With a clear vision of your goals and priorities, it is important to communicate your wishes to your primary care physician, medical specialists and your family/caregivers so they are all informed of your wishes and can work together to ensure that your care is delivered as you wish it to be.

Benefits of Taking a Proactive Approach to Your Health

A comprehensive, longer term outlook on your health, enables you to: experience better health outcomes; gain a sense of control; have greater confidence in your health care team and decision-making; and be assured your personal needs and preferences will be met.
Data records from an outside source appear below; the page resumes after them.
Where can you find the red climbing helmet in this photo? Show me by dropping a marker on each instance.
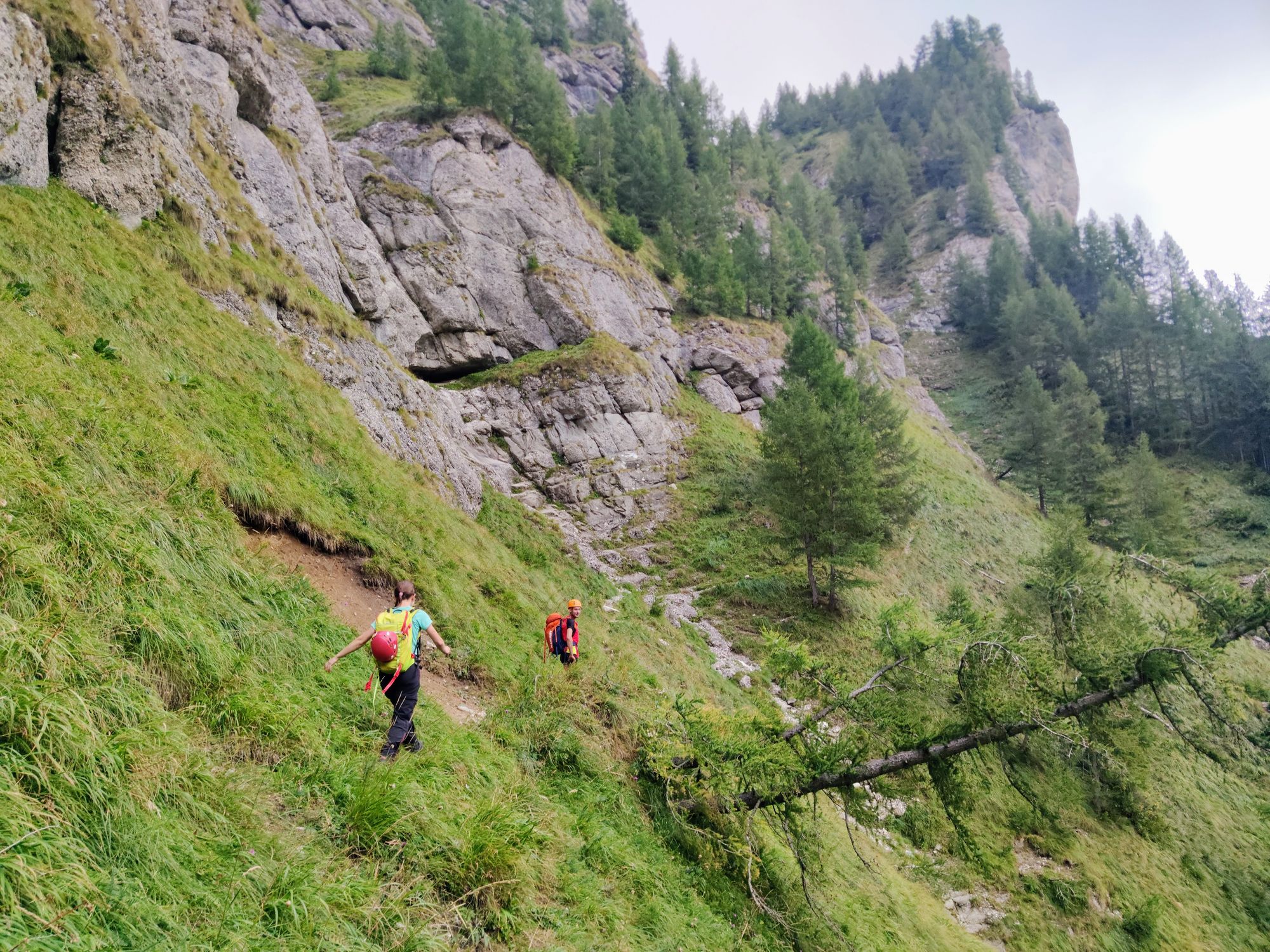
(384, 647)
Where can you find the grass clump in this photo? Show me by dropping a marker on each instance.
(178, 769)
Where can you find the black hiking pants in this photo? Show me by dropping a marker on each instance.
(404, 695)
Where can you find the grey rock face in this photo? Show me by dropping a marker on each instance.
(590, 76)
(933, 270)
(25, 76)
(404, 416)
(102, 153)
(340, 25)
(1043, 149)
(460, 213)
(270, 126)
(599, 445)
(741, 366)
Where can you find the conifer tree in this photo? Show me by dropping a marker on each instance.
(379, 62)
(1085, 456)
(839, 469)
(1150, 508)
(333, 87)
(1033, 437)
(981, 219)
(401, 54)
(896, 256)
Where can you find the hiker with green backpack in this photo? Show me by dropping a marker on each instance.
(396, 642)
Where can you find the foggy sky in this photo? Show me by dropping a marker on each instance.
(1169, 102)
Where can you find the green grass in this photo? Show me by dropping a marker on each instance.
(177, 766)
(1206, 828)
(180, 771)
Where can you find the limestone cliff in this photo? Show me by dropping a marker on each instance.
(449, 242)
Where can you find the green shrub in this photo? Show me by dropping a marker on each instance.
(1142, 926)
(624, 232)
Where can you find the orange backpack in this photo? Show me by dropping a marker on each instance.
(551, 633)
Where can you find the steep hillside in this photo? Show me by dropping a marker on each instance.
(251, 285)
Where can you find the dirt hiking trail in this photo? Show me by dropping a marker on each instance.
(356, 605)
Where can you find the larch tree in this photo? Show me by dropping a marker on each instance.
(1033, 437)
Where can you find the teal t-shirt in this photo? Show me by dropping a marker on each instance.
(420, 624)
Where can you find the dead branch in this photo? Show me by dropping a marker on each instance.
(839, 703)
(916, 757)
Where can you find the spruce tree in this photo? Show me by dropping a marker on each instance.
(1150, 511)
(896, 256)
(1085, 456)
(1033, 439)
(821, 460)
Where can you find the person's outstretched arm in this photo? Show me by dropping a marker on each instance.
(351, 648)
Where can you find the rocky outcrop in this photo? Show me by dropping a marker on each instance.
(338, 25)
(496, 255)
(1042, 148)
(408, 418)
(595, 441)
(404, 416)
(25, 87)
(934, 266)
(111, 153)
(740, 364)
(590, 76)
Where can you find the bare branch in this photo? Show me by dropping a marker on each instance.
(839, 703)
(916, 757)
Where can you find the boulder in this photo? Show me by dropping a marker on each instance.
(496, 255)
(25, 78)
(713, 388)
(741, 361)
(596, 441)
(590, 76)
(104, 152)
(406, 417)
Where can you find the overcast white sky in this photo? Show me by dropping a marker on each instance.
(1168, 101)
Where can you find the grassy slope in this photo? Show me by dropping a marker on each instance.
(166, 728)
(1201, 875)
(196, 774)
(181, 771)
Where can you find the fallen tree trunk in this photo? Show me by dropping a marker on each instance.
(916, 757)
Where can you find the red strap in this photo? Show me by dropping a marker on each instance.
(404, 625)
(392, 682)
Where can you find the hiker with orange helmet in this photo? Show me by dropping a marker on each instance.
(561, 634)
(396, 645)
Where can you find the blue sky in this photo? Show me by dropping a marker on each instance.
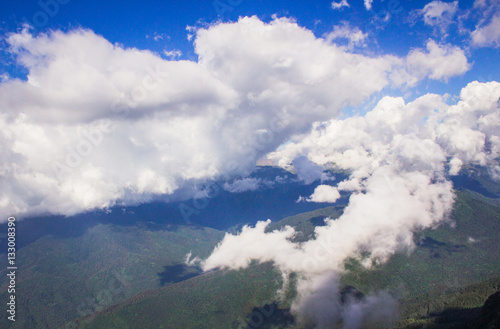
(393, 26)
(121, 102)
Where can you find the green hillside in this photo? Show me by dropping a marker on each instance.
(64, 278)
(449, 269)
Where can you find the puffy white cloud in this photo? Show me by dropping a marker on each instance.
(243, 185)
(439, 14)
(368, 4)
(324, 193)
(339, 5)
(354, 36)
(489, 34)
(96, 124)
(396, 155)
(439, 62)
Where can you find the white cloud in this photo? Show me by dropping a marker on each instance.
(324, 193)
(96, 124)
(243, 185)
(440, 14)
(488, 35)
(339, 5)
(396, 155)
(368, 4)
(354, 36)
(439, 62)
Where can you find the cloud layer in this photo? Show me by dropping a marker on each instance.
(96, 124)
(399, 156)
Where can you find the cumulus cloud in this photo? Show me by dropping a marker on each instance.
(489, 34)
(439, 14)
(243, 185)
(324, 193)
(368, 4)
(397, 155)
(439, 62)
(96, 124)
(339, 5)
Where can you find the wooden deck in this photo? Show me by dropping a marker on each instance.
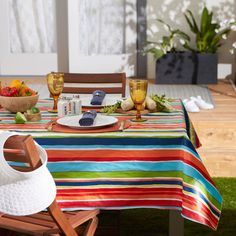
(216, 129)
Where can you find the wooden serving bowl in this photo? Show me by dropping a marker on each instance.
(15, 104)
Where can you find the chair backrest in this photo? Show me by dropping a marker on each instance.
(23, 149)
(113, 83)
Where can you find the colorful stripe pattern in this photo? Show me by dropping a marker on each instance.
(149, 165)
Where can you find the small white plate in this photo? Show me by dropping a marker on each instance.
(106, 102)
(100, 121)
At the same time, you will be providing your family, friends and caregivers with clarity that builds their peace of mind.

As you consider the personalized care that is right for you, think in terms of these building blocks across the continuum of care.

  • Health Education

Goal: To be knowledgeable and well informed

Consider learning about: genetics and your medical conditions, insurance, advocacy, advance planning / legal documentation, management of symptoms and side effects, integrative therapies, how best to communicate with your health care team, organ donation. Seek out patient navigators, health libraries, and trusted online resources…

  • Wellness/Prevention Strategies

Goal: Healthy living to promote wellness and strength

Consider your nutrition, exercise, sleep, relaxation techniques, lifestyle (smoking /drinking habits), vaccines, immunizations and other ways you can protect your health for the long term.

  • Screening / Testing

Goal: Early diagnosis

Consider being proactive about changes in your health and speaking with your physician about: risk factor analysis, genetic screening, lab work, disease-condition specific testing, EKG, MRI, scans, x-rays, mammograms, ultrasounds, colonoscopy, bone density studies…and other screening and testing that is best for you.

  • Care Planning

Goal: Raising your confidence and feeling well prepared

Prior to treatment consider: education, counseling, medical team selection, second opinions, decision-making support services, rehab, advance directives, caregiver roles/responsibilities, caregiver support, support groups, case management, insurance/financial guidance, so you feel well prepared going into your treatment or procedure.

  • Clinical Treatment (Physical and Mental Health)

Goal: Best outcome possible

Consider your medical team selection, the best ways to communicate with your medical team, any anticipated side effects and management plan, behavioral health counseling, pain management, patient navigation, social services, and a rehabilitation/recovery plan.

  • Supportive Care

Goal: Greater comfort and faster healing

Consider: nutritional consulting, support groups, integrative therapies, healing arts, spiritual care/chaplain services, discharge plan and services, home care planning, tele-health options, rehabilitation services (PT, OT, ST), palliative care, caregiver support, surveillance services, social work, assistance with transportation, billing, finances and insurance.

  • Long-Term Care/End of Life

Goal: Higher quality of life and respect of your wishes at end of life

Consider the importance of an ongoing assessment of your health, independent living, assisted living, palliative care, skilled nursing, home care, hospice, organ donation, grief/bereavement support for caregivers/families. Access to easily understood health information is critical to enable you to actively participate in your health care.